All over the country, public transit ridership is growing rapidly, far outpacing population growth. But funding hasn’t kept up, especially since the 2008 financial collapse, and particularly with regard to money coming out of Washington. Cities “are stretching themselves to raise their own funds and to innovate,” according to a 2014 report from Transportation for America. “But without a strong federal partner the twin demands of maintaining their existing infrastructure and preparing for the future are beyond their means.”

Going Silicon Valley

Private transportation models can be successful because they’re free of those constraints. They don’t have to worry about pleasing everyone. That gives them far more latitude. Startups like Leap are infusing transit with the culture of Silicon Valley, which at its best is about fresh ideas, moving quickly and iterating solutions.

Beyond the leather seats and premium coffee, Leap has done several things to make getting around easy. Riders can pay via smartphone, so there’s no need to carry around a transit card or cash. You can check in via Bluetooth, so you don’t have to touch your phone. Leap runs express service, saving riders time. It doesn’t follow a timetable, but instead dispatches buses every 10 to 15 minutes. Riders can track their location in real time, and know at a glance how many seats are available. It selects routes based on where its potential riders are, and where they want to go.

These are hardly revolutionary moves, but they present an experience altogether different from mass transit. This isn’t to say it’s time to privatize public transportation and let the whole thing go under if it can’t make a profit. But with freedom to fail comes freedom to innovate, even if it’s on a small scale.

Many of the things people would like see improved already are on the minds of transit officials, Amin says. Things like flexible service and routes that change as demand does. Smartphone payment systems. Developing routes based upon crowd-sourced data. One way to move beyond ideas to reality to to adopt pilot programs to relatively quickly and easily see what works, and iterate upon it.
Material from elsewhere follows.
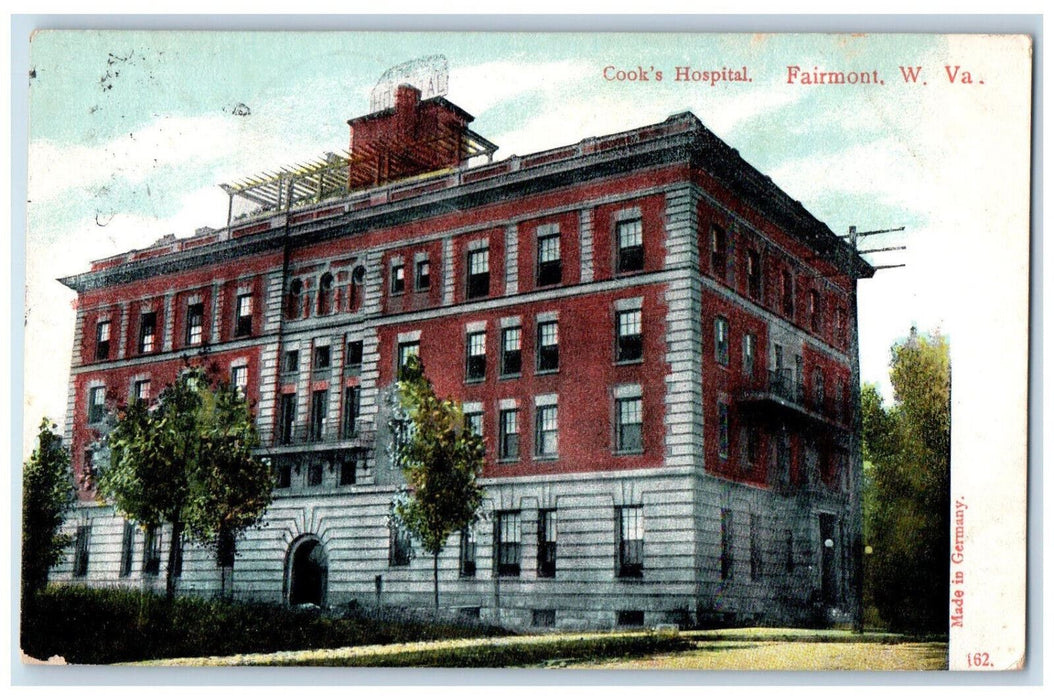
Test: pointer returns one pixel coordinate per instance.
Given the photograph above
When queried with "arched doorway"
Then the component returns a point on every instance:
(307, 571)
One area ripe for experimentation, Kaufman says, is moving people with disabilities, who have a legal right to affordable transportation. Today, paratransit riders must request a ride one day in advance; the bus arrives within a 60-minute window. Getting to a doctor’s appointment shouldn’t be like getting your cable installed. But providing truly accessible vans to a scattered population is expensive and and hard to do efficiently. Agencies should have the freedom to experiment.

There are some good examples for others to follow. This year, four cities in central Florida are trying a “Flex Bus” system that riders can summon to carry them from commuter train stations to their final destination. Like many public transportation projects, its rollout has been delayed, but it’s still a new approach to moving people around.

SF evaluation found it “made parking easier and cheaper while reducing circling and parking tickets.”

Encouraging more experimentation requires tweaking regulations governing transit agencies, funding new ideas, bringing in outside expertise, and changing the attitude of those in charge (or changing those in charge). And, Kaufman says, communication with the public is key. Agencies must be clear that whatever they may do is experimental, an exploration of how to improve service. Hopefully, the public will see it that way, and embrace change. Maybe it’ll work. If not, hopefully they’ll try something else.